View Controller Lifecycle

Exaplain View Controller Lifecycle

View Controller comes with a set of methods that manage its view hierarchy. iOS automatically calls these methods at appropriate times when a view controller transitions between states.

View Management

  • awakeFromNib() - It is called when the associated nib file with a class is loaded.

  • viewDidLoad() — This method is called after the view controller has loaded its view hierarchy into memory.

  • viewWillAppear() — Called just before the view controller’s content view is added to the app’s view hierarchy.

  • viewWillLayoutSubviews() - Called to notify the view controller that its view is about to layout its subviews.

  • viewDidLayoutSubviews() - Called to notify the view controller that its view has just laid out its subviews.

  • viewDidAppear() — Called just after the view controller’s content view has been added to the app’s view hierarchy.

  • viewWillDisappear() — Called just before the view controller’s content view is removed from the app’s view hierarchy.

  • viewDidDisappear() — Called just after the view controller’s content view has been removed from the app’s view hierarchy.

View Controller and View

There are three ways to specifies view controller's view. It is lazily created the first time the system or any code accesses the controller’s view property.

  • Storyboard
  • Nib file
  • loadView() method

What's the difference between storyboard and nib file?

  • A nib file lets you specify the views of a single view controller.
  • The nib file also stores only minimal information about the view controller itself.
  • Storyboard - Information about segues and relationships between view controllers.

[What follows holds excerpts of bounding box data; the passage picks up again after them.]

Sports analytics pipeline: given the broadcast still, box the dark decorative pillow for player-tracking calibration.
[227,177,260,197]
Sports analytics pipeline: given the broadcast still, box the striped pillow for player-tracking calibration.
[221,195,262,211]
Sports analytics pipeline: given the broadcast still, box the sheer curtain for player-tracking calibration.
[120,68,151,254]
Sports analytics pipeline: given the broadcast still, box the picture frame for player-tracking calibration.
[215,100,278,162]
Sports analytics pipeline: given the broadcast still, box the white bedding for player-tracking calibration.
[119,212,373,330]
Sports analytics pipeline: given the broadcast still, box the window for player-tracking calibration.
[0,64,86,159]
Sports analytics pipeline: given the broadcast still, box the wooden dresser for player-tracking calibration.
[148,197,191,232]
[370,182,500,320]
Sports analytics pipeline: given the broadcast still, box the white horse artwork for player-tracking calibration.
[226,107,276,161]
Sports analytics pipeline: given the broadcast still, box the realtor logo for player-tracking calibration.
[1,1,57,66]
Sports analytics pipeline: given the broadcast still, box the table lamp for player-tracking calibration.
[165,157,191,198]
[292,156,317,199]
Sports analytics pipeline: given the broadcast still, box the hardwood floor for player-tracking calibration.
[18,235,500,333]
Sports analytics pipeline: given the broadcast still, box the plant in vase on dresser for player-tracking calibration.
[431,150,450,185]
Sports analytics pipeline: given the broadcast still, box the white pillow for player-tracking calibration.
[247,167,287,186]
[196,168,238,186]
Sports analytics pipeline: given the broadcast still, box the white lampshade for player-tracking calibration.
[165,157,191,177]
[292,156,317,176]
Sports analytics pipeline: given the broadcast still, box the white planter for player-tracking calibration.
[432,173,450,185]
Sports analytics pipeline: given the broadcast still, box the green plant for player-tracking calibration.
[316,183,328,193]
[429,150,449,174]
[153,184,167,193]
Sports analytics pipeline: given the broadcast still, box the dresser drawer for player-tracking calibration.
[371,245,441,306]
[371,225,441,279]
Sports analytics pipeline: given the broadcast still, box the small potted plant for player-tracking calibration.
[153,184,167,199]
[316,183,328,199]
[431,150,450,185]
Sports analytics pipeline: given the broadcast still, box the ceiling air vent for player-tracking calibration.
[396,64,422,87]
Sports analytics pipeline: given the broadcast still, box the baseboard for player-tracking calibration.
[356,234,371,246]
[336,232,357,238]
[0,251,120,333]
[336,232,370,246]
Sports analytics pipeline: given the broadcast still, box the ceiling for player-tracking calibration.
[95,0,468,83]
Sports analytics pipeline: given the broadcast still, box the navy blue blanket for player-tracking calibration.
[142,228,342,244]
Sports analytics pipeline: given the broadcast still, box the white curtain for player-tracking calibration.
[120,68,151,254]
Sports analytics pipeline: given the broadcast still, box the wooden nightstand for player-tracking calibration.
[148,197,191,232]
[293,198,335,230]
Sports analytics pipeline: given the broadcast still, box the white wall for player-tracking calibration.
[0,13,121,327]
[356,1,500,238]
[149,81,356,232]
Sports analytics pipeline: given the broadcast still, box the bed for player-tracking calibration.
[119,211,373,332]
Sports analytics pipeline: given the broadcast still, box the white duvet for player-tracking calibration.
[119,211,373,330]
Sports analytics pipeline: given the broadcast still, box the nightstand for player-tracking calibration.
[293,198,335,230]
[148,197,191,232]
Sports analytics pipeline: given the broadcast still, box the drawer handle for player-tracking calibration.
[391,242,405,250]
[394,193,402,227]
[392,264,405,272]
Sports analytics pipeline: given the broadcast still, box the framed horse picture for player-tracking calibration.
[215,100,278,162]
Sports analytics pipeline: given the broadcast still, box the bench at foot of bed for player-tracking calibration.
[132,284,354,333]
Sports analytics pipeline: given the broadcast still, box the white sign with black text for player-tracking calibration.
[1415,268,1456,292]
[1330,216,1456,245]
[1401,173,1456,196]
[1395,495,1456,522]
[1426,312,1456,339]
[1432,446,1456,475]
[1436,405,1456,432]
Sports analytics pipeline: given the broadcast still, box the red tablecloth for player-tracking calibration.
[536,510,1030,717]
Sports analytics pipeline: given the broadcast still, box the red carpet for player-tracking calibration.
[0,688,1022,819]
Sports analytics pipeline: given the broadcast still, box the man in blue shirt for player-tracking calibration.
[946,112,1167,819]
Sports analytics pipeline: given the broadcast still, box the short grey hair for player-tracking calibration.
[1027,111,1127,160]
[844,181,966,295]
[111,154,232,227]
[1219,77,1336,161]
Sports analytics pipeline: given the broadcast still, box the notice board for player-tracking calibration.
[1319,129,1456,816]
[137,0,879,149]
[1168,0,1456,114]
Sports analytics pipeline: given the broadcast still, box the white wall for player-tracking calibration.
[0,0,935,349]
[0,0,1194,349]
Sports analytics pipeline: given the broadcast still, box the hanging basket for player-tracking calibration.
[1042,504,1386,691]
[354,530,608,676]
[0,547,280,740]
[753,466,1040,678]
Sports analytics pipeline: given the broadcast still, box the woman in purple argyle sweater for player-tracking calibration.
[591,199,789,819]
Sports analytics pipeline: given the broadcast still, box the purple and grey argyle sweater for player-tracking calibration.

Explain ViewController Initializer: initWithNibName vs initWithCoder

  • initWithNibName is only used when the view controller is created directly in code
  • initWithCoder is called when view controller is created from storyboard, deserialization

Storyboard vs Nib vs Code

  • Storyboards: A visual tool for laying out multiple application views and the transitions between them.
  • NIBs (or XIBs): Each NIB file corresponds to a single view element and can be laid out in the Interface Builder

View Controller's main responsibility

  • Updating the contents of the views, usually in response to changes to the underlying data.
  • Responding to user interactions with views.
  • Resizing views and managing the layout of the overall interface.